We all agree that artificial intelligence (AI) has the power to drive development and even out global inequalities. Because it can process vast amounts of data rapidly, AI is ensuring more and more people in developing countries have access to microfinance, healthcare and remote-learning opportunities. AI helps make climate change mitigation more efficient, and can help deliver housing at a quarter of the usual costs when combined with 3D printing technology. It is easy to see how it could be a game-changer in the rapidly urbanising developing world.
But AI’s potential to help us achieve the Sustainable Development Goals, and to reduce global poverty is far from being realised. As research published by the International Monetary Fund last year shows, the current trends in AI technologies are more likely to exacerbate global inequalities than to address them.
According to a study published by Price Waterhouse Cooper, in 2017, countries investing in AI technologies could see 14 percent growth in their GDP by 2030. While estimates of this type vary, all agree that these economic returns will be very unevenly distributed.

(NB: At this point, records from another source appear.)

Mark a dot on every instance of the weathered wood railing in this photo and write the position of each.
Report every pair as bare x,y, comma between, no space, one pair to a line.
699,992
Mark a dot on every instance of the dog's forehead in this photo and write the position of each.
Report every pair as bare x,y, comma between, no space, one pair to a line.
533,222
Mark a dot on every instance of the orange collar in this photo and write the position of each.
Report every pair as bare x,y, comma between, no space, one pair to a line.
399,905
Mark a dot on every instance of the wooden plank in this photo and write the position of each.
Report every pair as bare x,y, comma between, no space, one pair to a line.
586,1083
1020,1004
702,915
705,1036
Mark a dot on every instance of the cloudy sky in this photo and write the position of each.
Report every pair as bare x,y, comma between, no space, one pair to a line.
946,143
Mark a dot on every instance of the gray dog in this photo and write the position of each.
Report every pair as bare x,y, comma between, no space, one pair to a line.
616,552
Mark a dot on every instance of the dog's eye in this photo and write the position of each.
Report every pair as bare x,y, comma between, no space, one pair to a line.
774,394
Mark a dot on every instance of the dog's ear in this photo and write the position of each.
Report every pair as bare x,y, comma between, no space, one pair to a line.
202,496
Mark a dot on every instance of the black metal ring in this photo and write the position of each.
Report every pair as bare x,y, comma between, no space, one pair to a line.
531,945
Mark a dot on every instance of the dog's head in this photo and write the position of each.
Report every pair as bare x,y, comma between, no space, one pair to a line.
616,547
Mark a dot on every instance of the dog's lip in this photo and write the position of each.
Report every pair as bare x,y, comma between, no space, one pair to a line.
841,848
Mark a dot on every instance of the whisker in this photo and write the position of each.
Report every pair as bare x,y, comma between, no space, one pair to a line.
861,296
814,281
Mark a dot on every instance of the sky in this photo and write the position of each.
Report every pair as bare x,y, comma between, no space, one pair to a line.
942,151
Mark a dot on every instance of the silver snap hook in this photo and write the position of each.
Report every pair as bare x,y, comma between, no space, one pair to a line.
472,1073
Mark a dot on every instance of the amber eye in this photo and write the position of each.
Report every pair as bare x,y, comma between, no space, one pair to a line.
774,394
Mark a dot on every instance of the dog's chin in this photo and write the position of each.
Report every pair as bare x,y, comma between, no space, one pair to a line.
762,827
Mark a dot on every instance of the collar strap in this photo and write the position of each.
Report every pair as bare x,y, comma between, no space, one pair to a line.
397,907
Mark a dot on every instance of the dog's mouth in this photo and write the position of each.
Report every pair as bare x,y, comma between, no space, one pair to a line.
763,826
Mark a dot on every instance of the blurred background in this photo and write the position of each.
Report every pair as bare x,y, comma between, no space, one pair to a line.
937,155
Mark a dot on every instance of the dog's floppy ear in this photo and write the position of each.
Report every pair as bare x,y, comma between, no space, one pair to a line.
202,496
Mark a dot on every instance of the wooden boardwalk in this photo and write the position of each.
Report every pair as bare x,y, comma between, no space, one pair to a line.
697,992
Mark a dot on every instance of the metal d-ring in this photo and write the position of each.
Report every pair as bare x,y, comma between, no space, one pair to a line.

According to the Organisation for Economic Co-operation and Development (OECD), around three-quarters of all new digital innovation and patents are produced by just 250 firms.
Out of the 15 biggest digital platforms we use, eight are from the US, and six are Chinese.
By 2030, North America and China will have made trillions of dollars’ worth of profit, while developing countries will still be reeling from the economic aftershocks of the pandemic which we know has already led to increased inequalities and worsened poverty. In the words of the speculative fiction writer, William Gibson: “The future is here, it’s just unevenly distributed”.
In June 2020, the United Nations Secretary-General Antonio Guterres laid out a UN roadmap for digital cooperation, and acknowledged his concerns that the fourth industrial revolution was making the world more unequal, and benefitting a small number of people. He charged UNESCO with the responsibility for building a global agreement on the ethics of AI, saying:
“There is currently a lack of representation and inclusiveness in global discussions. Developing countries are largely absent from or not well-represented in most prominent forums on artificial intelligence, despite having a significant opportunity to benefit from it for their economic and social development. The work done by the United Nations Educational, Scientific and Cultural Organization on the ethics of artificial intelligence is an example of the role that the United Nations can play to ensure inclusiveness”.
In 2020, UNESCO gathered 24 experts, from multiple disciplines, to draft the text. It then held public online consultations, regional virtual consultations and citizen workshops in 25 countries around the world. UNESCO then worked with countries to build a true consensus around that text.
On November 25,193 member states formally adopted UNESCO’s Recommendation on the Ethics of Artificial Intelligence. From now on, instead of competing with one another to corner the market on bigger and faster technology, these countries will be united by a new common vision – to develop human-centred, humane artificial intelligence. AI should help us to solve the world’s most pressing problems, not create more.
Now that the governments of 193 countries have committed to implement this framework of principles, we can work to reverse the negative trends of the AI revolution. Governments will have to manage this complex transition and UNESCO will assist them by providing training and tools to bridge the digital skills gap.
More than half the world is not yet online. UNESCO will support governments to bridge this enormous digital divide. We will foster access to digital technologies, by brokering new tech partnerships between developed and developing countries. Rich countries will assist poorer countries with technology transfer, investment and capacity building.
Many citizens in developing countries are particularly vulnerable to data-harvesting – in which their data is sold for profit by private companies. UNESCO’s recommendation calls on governments to introduce new laws allowing citizens to access and delete their personal data, and to put mechanisms in place giving citizens the right to seek redress if their data privacy is breached, including the provision of financial compensations.
UNESCO is calling on governments to implement effective legislation within the AI sector. We will provide platforms for international cooperation on AI for development, and promote international collaboration on AI research and innovation, with specific focus on developing countries.
This is a landmark moment: As well as championing the rights of the individual and of marginalised people everywhere, our recommendations place AI at the service of humanity. These new technologies must help us meet the most pressing challenges we face, such as deepening inequalities and the environmental crisis.
The views expressed in this article are the author’s own and do not necessarily reflect Al Jazeera’s editorial stance.